Laurence Parisot, le sexisme ordinaire recule même dans les médias
Pour la première fois, une femme vient d’être élue à la tête du patronat français. Concert de louanges dans les médias : une femme à de si hautes responsabilités… Il est politiquement correct de s’en réjouir. Tant mieux. Même si perce une pointe de mépris dans la bouche de quelques patrons sur fond de « tant pis si c’est une femme, l’essentiel est qu’elle soit compétente… », point de propos ouvertement misogynes, ni même trop paternalistes. La patronne des patrons en impose.
Contrairement aux constats faits par l’Association des femmes journalistes à chaque fois que la presse parle d’une « femme de pouvoir », les portraits de Laurence Parisot ne sont pas dominés par l’aspect physique de la dame, ni par sa situation matrimoniale ou familiale. Notons aussi l’absence de ces remarques désobligeantes qui rappellent souvent en creux, ou parfois explicitement, qu’une femme sans enfant n’est pas une vraie femme (Un coup bas de ce type était porté à Michèle Alliot-Marie dans un portrait diffusé récemment dans « envoyé spécial » sur France 2). Point de cela avec Laurence Parisot. La presse se concentre sur son élection, son passé de chef d’entreprise ou ses projets.
Citons tout de même quelques petits dérapages qui nous rappellent que, pour être patronne des patrons, Laurence Parisot n’en est pas moins une femme et, par conséquent une incongruité en terrain masculin. Ici ou là fleurissent de petites phrases sibyllines qui rappellent implicitement qu’une femme est plus attendue pour son aspect décoratif, fragile, donc non décisionnaire que pour prendre le pouvoir.
- « L'apparence - frêle - tranche avec la détermination - palpable. Cheveu blond vénitien, oeil bleu, Laurence Parisot,… nous dit l’AFP
- « Une femme de pouvoir et de réseau » dit France Inter. Quel est l’intérêt de cette phrase ? l’aurait-on prononcée pour un homme ? N’est-il pas évident qu'il faut posséder ces qualités pour prendre la tête du Medef ?
- Dans les pages saumon du figaro, une phrase en exergue d’un article intitulé « L’élection triomphale de Laurence Parisot » cite : « Pas de boucles d’oreilles, un maquillage léger.. Elle soigne son image de jeune femme dynamique et sportive ». Puis un portrait d’elle est intitulé « Une fausse chétive » et décrit « Frêle et menue, un teint pâle qu ‘égalent deux yeux bleus et des cheveux roux coupés courts, à la sportive… » On parle d’ une actrice ou de la patronne des patrons ? Mais pour être tout à fait juste soulignons que dans le même article, l’un des concurrents de Laurence Parisot est décrit en ces termes : « costume sombre, cravate bleue, le cheveux rare sur le sommet du crane… »
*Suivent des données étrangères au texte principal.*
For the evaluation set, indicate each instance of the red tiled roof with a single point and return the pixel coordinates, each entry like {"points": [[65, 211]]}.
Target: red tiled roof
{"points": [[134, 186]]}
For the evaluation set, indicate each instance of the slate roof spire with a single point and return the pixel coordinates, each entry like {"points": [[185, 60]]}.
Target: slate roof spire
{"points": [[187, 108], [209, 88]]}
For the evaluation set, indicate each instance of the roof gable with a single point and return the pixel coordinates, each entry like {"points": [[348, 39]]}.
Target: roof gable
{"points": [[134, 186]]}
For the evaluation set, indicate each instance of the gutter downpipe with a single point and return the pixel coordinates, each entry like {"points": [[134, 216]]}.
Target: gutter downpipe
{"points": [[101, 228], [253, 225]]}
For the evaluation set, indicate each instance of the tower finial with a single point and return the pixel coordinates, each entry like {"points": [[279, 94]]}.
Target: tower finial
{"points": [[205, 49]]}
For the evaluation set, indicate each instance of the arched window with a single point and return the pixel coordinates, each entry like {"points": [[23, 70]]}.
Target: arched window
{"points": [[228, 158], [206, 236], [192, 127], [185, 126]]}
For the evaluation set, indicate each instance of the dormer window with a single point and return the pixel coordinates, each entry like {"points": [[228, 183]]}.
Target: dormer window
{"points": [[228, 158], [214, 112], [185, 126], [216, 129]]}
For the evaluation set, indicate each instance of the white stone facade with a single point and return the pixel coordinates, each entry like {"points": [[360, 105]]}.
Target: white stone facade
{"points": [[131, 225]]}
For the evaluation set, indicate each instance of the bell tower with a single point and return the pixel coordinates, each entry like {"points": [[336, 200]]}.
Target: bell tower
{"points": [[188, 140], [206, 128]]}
Citons dans le versant positif des portraits de remarquables métaphores et comparaisons comme « une formule 1 au Medef » dans la Tribune qui brosse le portrait d’une battante sans trouver cela incongru. Le quotidien économique se fait même un brin persifleur en concluant par ces mots : « Bref, après la Rolls Royce, une formule 1 arrive au Medef. »
Les Echos lui trouvent un côté « Sagan » dans un portrait publié le mercredi 6 Juillet. Puis, la chronique de Favilla, le 8 juillet, souligne le fait que l’accession des femmes aux postes à responsabilité « modifie dans un sens plus convivial les relations sociales et professionnelles » avant de dire que la partie ne sera pas facile pour cette femme qui dérange l’ordre masculin établi.
Bravo la presse !
Sommes-nous en train s’assister à une réelle évolution des mœurs ou à un état de grâce passager ? Sans jouer les oiseaux de mauvais augure, souvenons-nous que les erreurs des « femmes de pouvoir » sont toujours critiquées bien plus férocement que celles des hommes et que les éloges se gagnent bien plus durement. Restons vigilantes pour que le rose de cette élection ne vire pas au gris.